Ces annonces viennent compléter plusieurs mesures déjà déployées au cours des derniers mois, comme la possibilité de changer d’établissement l’élève harceleur. Le suicide de Lindsay, 13 ans, dans la Pas-de-Calais, avait suscité une vive émotion en juin dernier. La question du harcèlement scolaire a été remise sur le devant de la scène ces derniers jours avec le suicide d’un autre adolescent, Nicolas, âgé de 15 ans, à Poissy. Les parents de ce dernier avaient tenté d’alerter à plusieurs reprises l’administration, jusqu’à recevoir un courrier menaçant du rectorat de Versailles évoquant des poursuites en cas de fausses dénonciations.
« Nous assistons ces derniers jours et ces dernières semaines à un tsunami de témoignages. Ils ont été multipliés par trois par rapport à ce que nous connaissions en septembre 2022 », a indiqué Gabriel Attal, promettant un « avant et un après sur la prévention, la détection et les solutions ». « La peur doit changer de camps ! », a-t-il martelé.
« Je ne peux que saluer ces différentes annonces après deux années d’inertie »
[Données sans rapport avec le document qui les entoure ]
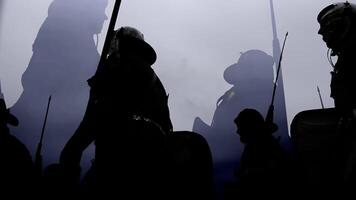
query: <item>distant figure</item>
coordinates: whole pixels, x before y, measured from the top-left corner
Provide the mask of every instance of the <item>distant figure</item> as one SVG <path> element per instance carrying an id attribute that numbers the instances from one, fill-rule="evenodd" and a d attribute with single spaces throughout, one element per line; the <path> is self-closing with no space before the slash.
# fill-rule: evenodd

« Au collège, ce sont en moyenne deux enfants par classe qui sont visés », a indiqué Élisabeth Borne. Le phénomène ne semble épargner aucun établissement : 800 000 à 1 million d’enfants seraient victimes chaque année de harcèlement, selon un rapport du Sénat publié en 2021, qui proposait alors de faire de ce sujet « une grande cause nationale ». Reçue la semaine dernière par Gabriel Attal, l’auteure de ce rapport, la sénatrice (Les indépendants) de Seine-et-Marne Colette Mélot, se félicite de constater que le gouvernement a repris l’essentiel de ses préconisations. « En particulier le triptyque ‘prévenir, détecter et traiter’. C’était mon leitmotiv », explique-t-elle. « Je crois que ces annonces font passer un message fort et qu’elles auront, avant même leur entrée en vigueur, un effet dissuasif. Lutter contre les phénomènes de harcèlement dans l’enfance, c’est également lutter contre l’installation de la violence dans notre société », souligne l’élue.
Sa collègue socialiste Sabine Van Heghe, qui a présidé la mission d’information du Sénat, note l’ambition du gouvernement. « Je ne peux que saluer ces différentes annonces qui interviennent après deux années d’inertie puisque notre rapport date de 2021. Mon mandat de parlementaire se termine dans quelques jours (Sabine Van Heghe ne s’est pas représentée aux sénatoriales dimanche dernier, ndlr), et il est satisfaisant de constater que nous avons enfin été écoutés », relève-t-elle. « Mais j’attends de voir comment se fera la mise en œuvre. Car un tel plan nécessite un renforcement important des moyens, or nous manquons d’encadrants, d’enseignants, d’infirmières scolaires… »
Difficultés d’application
Présentés comme un dispositif phare pour favoriser les changements de comportement, les cours d’empathie lui apparaissent en revanche comme une mesure relativement secondaire. « On touche ici à ce que les parents doivent inculquer à leurs enfants. Ce type d’éducation doit se faire à la maison. C’est un coup d’annonce qui ne coûte pas grand-chose et qui ne sert à rien ». La proposition 24 du rapport sénatorial évoquait bel et bien ces cours d’empathie, mais elle recommandait plutôt de les intégrer à la formation initiale des enseignants, pour leur permettre de repérer plus facilement les situations de harcèlement.
Autre difficulté relevée par les deux élues : l’exclusion des réseaux sociaux, ce qui nécessite la bonne collaboration des plateformes. « Ce sera sans doute difficile à appliquer mais l’on ne doit pas se décourager pour autant », insiste Colette Mélot. « De quelle manière se fera le contrôle ? », interroge Sabine Van Heghe. « On sait bien qu’il suffit d’utiliser n’importe quel pseudo ou n’importe quelle adresse mail pour recréer un compte et se déverser sur les réseaux sociaux ».